NvTritonExt#

NVIDIA Triton Inference components. This extension is intended to be used with Triton 2.49.0 (x86_64) and 2.40.0 (Jetpack 6.1).

Refer to the official NVIDIA Triton documentation for support matrix and more.

  • UUID: a3c95d1c-c06c-4a4e-a2f9-8d9078ab645c

  • Version: 0.5.0

  • Author: NVIDIA

  • License: Proprietary

Components#

nvidia::triton::TritonServer#

Triton inference server component using the Triton C API.

  • Component ID: 26228984-ffc4-4162-9af5-6e3008aa2982

  • Base Type: nvidia::gxf::Component

Parameters#

log_level

Logging level for Triton.

Valid values:

0: Error

1: Warn

2: Info

3+: Verbose

  • Flags: GXF_PARAMETER_FLAGS_NONE (1 = default)

  • Type: GXF_PARAMETER_TYPE_UINT32


enable_strict_model_config

Enables strict model configuration to enforce presence of config. If disabled, TensorRT, TensorFlow saved-model, and ONNX models do not require a model configuration file. Triton can derive all the required settings automatically.

  • Flags: GXF_PARAMETER_FLAGS_NONE (true = default)

  • Type: GXF_PARAMETER_TYPE_BOOL


min_compute_capability

Minimum Compute Capability for GPU. Refer to https://developer.nvidia.com/cuda-gpus.

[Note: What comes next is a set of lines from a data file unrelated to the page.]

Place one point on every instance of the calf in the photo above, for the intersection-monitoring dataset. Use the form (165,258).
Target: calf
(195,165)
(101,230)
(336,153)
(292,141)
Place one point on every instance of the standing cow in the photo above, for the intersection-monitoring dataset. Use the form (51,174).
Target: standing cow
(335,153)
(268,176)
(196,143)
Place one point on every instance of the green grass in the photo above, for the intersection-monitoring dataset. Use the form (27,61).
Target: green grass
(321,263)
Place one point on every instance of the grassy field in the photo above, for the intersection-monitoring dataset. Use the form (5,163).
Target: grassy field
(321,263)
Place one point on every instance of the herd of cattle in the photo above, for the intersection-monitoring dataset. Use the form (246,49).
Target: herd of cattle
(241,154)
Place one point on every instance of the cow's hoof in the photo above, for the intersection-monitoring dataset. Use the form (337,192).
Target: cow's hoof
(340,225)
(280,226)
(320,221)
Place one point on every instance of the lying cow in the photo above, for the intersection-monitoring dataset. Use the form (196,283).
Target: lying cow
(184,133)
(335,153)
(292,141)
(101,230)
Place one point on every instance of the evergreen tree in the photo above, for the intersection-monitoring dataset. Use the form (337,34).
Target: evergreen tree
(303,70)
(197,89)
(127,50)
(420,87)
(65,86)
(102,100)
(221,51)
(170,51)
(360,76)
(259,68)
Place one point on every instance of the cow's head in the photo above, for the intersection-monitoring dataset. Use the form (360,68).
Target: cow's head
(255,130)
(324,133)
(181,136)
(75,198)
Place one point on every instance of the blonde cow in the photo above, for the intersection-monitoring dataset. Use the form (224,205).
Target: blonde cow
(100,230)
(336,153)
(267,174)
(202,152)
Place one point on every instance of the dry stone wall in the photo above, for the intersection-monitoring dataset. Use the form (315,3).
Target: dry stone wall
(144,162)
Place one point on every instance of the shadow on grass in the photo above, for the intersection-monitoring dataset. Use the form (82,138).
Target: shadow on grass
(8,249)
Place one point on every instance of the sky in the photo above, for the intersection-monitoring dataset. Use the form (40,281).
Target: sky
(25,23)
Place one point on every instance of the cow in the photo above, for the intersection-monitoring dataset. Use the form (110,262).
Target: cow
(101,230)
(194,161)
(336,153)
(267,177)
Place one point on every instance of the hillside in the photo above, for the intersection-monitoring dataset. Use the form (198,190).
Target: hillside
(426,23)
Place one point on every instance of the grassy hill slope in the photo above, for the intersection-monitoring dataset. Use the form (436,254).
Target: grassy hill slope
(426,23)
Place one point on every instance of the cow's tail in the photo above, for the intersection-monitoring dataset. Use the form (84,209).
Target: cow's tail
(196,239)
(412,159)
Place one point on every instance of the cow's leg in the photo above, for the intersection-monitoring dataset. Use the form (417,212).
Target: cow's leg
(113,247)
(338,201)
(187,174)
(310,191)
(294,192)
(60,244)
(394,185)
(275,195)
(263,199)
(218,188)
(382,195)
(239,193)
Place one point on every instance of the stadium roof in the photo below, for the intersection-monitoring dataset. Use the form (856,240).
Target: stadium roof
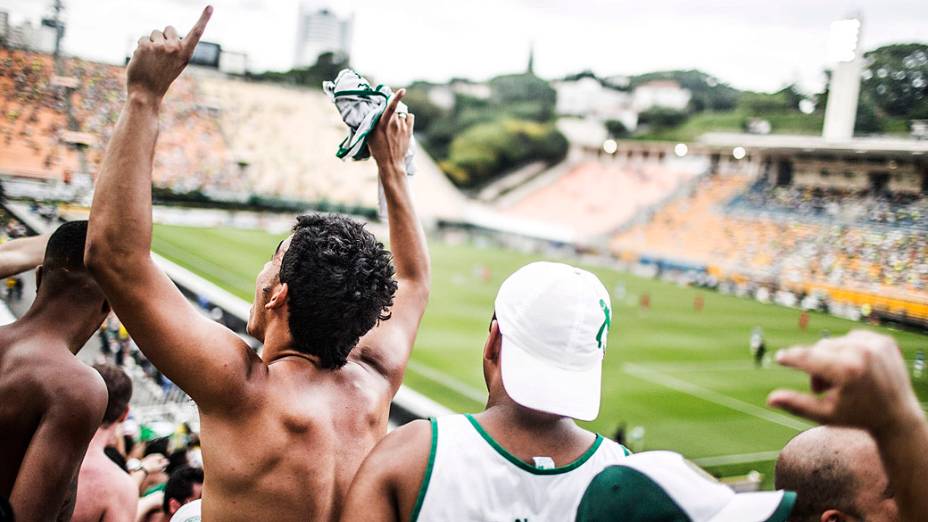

  • Flags: GXF_PARAMETER_FLAGS_NONE (6.0 = default)

  • Type: GXF_PARAMETER_TYPE_FLOAT64


model_repository_paths

List of Triton Model Repository Paths. Refer to bytedance/triton-inference-server

  • Flags: GXF_PARAMETER_FLAGS_NONE

  • Type: GXF_PARAMETER_TYPE_STRING


tf_gpu_memory_fraction

The portion of GPU memory to be reserved for TensorFlow models.

  • Flags: GXF_PARAMETER_FLAGS_NONE (0.0 = default)

  • Type: GXF_PARAMETER_TYPE_FLOAT64


tf_disable_soft_placement_

Allow Tensorflow to use CPU operation when GPU implementation is not available.

  • Flags: GXF_PARAMETER_FLAGS_NONE (true = default)

  • Type: GXF_PARAMETER_TYPE_BOOL


backend_directory_path

Path to Triton backend directory.

  • Flags: GXF_PARAMETER_FLAGS_NONE (”” = default)

  • Type: GXF_PARAMETER_TYPE_STRING


model_control_mode

Triton model control mode.

Valid values:

  • “none”: Load all models in the model repository at startup.

  • “explicit”: Allow models to load when needed.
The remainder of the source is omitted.